Container Resource Management & Monitoring

Overview

Implemented enterprise-grade resource management and monitoring across a multi-host Docker infrastructure. Fixed critical Prometheus alerting issues and applied memory limits to 20 containers across two servers, improving system stability and observability.

Problem: Container memory alerts showing +Inf% instead of actual percentages, no resource limits enforcing isolation between services.

Solution: Comprehensive audit of container resource usage, implementation of appropriate memory limits, and rewrite of Prometheus alert rules to handle both limited and unlimited containers.
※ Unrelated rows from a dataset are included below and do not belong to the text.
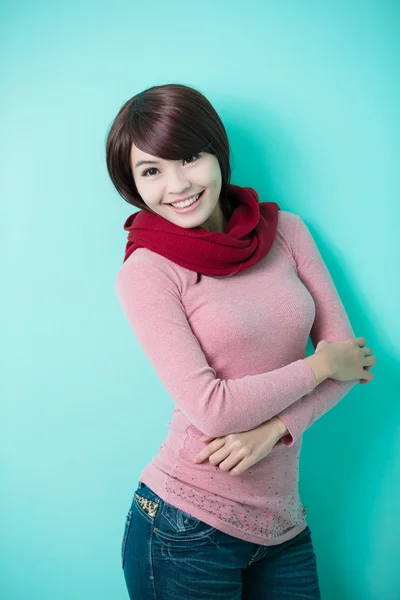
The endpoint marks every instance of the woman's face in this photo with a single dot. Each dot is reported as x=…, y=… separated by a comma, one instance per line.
x=167, y=181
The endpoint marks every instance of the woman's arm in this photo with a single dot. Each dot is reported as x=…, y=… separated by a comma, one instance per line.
x=331, y=324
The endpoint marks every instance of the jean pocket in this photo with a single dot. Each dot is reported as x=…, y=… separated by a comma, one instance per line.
x=125, y=537
x=177, y=524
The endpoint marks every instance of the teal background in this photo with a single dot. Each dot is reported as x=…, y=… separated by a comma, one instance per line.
x=309, y=95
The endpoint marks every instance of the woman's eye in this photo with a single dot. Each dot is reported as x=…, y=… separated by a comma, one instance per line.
x=154, y=169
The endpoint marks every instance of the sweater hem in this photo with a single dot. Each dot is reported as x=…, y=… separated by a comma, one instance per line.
x=158, y=484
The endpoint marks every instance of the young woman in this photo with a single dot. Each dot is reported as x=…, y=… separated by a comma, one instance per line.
x=222, y=292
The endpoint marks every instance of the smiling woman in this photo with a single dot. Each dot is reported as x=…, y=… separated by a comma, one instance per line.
x=188, y=148
x=228, y=346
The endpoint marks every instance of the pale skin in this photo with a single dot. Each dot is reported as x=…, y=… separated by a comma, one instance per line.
x=160, y=182
x=237, y=452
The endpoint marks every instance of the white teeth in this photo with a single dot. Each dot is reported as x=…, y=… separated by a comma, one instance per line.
x=186, y=202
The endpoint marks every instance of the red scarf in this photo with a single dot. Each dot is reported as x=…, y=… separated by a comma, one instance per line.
x=250, y=233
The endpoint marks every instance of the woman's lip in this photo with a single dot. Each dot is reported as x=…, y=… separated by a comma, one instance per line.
x=199, y=194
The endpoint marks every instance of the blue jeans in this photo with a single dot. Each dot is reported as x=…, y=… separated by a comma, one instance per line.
x=167, y=554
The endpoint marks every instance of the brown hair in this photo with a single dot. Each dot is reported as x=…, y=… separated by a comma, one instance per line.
x=171, y=121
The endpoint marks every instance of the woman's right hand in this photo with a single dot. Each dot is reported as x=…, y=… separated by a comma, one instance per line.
x=349, y=359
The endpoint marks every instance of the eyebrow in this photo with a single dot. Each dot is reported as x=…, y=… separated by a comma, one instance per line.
x=146, y=162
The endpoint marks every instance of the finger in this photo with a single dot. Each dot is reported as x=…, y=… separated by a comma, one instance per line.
x=206, y=438
x=241, y=467
x=209, y=449
x=231, y=462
Technologies: Docker Compose, Prometheus, Grafana, PromQL, Bash scripting, GitOps

The Problem

Broken Prometheus Alerts

The ContainerHighMemory alert was dividing by container_spec_memory_limit_bytes, which returns an extremely large number (essentially infinity) for containers without memory limits:

# BROKEN: Shows +Inf% for unlimited containers
- alert: ContainerHighMemory
  expr: |
    (container_memory_usage_bytes / container_spec_memory_limit_bytes) * 100 > 90

Result: Alert notifications like “Container homebox memory usage is +Inf% of limit” - completely useless for actual monitoring.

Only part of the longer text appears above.